Kelley compare les différences entre ces expériences à la construction d’un ajout à une maison. «On a tendance à penser qu’un consommateur a besoin de clous et de contreplaqué, de deux pieds sur quatre, de tôles et de bardeaux de toiture», explique-t-il. «Ils cherchent en réalité une source d’inspiration pour une vie meilleure. Et l'épicerie a cette opportunité. À l'heure actuelle, ils ont tendance à l'aborder comme une cour à bois. Ils essaient de vous donner l'inventaire, mais ils ne vous aident pas vraiment à découvrir de nouvelles idées. "

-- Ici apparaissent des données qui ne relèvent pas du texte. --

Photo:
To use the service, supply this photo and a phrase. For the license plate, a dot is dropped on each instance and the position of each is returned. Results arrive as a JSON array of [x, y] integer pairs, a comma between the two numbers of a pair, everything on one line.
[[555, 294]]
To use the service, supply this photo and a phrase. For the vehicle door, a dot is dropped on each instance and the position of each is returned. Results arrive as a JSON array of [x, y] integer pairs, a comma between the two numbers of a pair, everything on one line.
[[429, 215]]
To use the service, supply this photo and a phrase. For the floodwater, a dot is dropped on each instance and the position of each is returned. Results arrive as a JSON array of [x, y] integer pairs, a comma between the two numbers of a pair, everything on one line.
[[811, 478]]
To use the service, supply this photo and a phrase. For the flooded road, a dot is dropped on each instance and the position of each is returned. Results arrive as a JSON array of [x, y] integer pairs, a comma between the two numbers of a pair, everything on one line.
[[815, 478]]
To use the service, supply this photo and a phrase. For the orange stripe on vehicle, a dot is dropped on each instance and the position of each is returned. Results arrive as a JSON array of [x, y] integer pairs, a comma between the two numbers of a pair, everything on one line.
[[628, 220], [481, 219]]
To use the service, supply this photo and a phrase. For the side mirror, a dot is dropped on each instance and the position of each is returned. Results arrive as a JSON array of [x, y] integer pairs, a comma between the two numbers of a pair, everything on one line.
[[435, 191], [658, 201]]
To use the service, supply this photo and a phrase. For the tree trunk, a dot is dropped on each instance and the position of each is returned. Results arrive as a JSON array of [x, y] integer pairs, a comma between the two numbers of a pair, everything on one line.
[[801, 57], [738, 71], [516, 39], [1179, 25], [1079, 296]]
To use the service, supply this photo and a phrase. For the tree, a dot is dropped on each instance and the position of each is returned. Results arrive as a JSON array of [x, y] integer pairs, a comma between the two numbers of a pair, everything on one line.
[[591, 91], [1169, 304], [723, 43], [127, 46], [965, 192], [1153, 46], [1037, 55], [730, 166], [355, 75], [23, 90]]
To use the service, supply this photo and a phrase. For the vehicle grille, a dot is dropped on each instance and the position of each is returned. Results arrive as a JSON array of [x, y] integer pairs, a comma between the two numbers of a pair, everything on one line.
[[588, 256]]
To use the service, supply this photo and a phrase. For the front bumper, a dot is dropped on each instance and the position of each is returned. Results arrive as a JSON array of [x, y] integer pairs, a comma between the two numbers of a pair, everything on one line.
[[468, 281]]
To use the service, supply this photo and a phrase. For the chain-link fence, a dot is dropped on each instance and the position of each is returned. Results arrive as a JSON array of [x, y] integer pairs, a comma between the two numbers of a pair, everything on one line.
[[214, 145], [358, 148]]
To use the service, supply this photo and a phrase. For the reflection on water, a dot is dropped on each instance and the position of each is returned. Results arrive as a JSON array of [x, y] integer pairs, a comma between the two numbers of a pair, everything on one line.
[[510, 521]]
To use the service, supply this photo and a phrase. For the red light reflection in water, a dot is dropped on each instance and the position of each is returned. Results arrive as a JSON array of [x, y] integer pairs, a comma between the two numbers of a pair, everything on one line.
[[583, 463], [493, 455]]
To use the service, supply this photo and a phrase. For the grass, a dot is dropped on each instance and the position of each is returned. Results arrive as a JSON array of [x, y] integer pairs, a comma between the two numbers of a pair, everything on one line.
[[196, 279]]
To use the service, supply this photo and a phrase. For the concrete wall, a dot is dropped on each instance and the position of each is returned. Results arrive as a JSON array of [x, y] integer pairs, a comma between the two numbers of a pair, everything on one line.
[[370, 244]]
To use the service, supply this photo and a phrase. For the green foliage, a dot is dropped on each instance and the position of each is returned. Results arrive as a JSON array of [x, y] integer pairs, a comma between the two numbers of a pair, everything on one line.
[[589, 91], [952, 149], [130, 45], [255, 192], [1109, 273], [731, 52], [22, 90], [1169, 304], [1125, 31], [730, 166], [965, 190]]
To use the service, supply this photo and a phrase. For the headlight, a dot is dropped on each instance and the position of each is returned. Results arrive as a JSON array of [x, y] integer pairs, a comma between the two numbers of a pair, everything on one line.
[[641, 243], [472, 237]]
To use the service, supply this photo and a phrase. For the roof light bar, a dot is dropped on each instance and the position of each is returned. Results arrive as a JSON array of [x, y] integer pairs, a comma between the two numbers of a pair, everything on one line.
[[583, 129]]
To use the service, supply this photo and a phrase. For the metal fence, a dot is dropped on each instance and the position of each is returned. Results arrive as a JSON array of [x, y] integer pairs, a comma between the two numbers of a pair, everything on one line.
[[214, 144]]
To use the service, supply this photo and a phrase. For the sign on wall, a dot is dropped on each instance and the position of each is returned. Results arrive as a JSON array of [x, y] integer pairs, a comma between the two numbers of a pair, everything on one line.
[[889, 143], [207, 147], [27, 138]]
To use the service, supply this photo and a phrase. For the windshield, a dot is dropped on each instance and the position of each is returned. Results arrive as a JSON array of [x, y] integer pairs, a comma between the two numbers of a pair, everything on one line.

Dans l’esprit de Kelley, la technologie s’améliorera. C'est toujours le cas. À partir de là, l’avenir de l’épicerie en ligne pourrait prendre deux formes. La première possibilité est qu’une grande entreprise de technologie comme Amazon puisse faire son chemin et dépasser l’industrie de l’épicerie comme elle le faisait avec des livres, en effaçant les chaînes régionales et en conduisant à une morne similitude d’options et de stocks à travers le pays - mon problème de panier identique est très vaste. .

Mais il pourrait y avoir un autre moyen, pense Kelley. Les détaillants d’épicerie pourraient commencer à se considérer davantage comme des conservateurs, mieux à même de répondre à vos besoins et à vos objectifs de vie, et de suivre notre façon de penser profondément personnelle, souvent célébrante, de la nourriture. Ils pourraient également se rendre compte des changements saisonniers et des différences régionales, en prenant pour exemple l’explosion de la popularité des marchés de producteurs et la philosophie de Michael Pollan en matière de restauration.

Une application d'épicerie plus évoluée pourrait alors m'aider à atteindre des objectifs spécifiques: Je veux que ma famille de quatre personnes mange plus à base de plantes; ou Je veux mieux tirer parti des produits locaux et cuisiner selon les saisons. Les détaillants en alimentation pourraient devenir plus spécialisés, «comme un magazine qui me dit comment je dois vivre. Je paye [them] être un éditeur », dit Kelley.

Un tel avenir serait peut-être un soulagement pour avoir perdu une partie de ma vie qui était autrefois mûre de possibilités. J'étais loin des jours où je montais à vélo au marché de l'agriculteur après le travail pour voir ce qui était bien, ou ramassais un sac d'huîtres à un dollar que mon nouveau mari ouvrirait avec un tournevis dans notre galérienne cuisine. Pour le moment, la commodité était un besoin beaucoup plus important - et malgré ses problèmes, Instacart était toujours plus pratique qu'une visite au magasin.

Mais c’était juste une saison de la vie, me rappelai-je, et dans quelques années trop courtes, j’aurais le temps de prendre cette attitude de repos pour manger à nouveau. Ou bien, quelqu'un pourrait faire une application d'épicerie que j'aimais vraiment utiliser.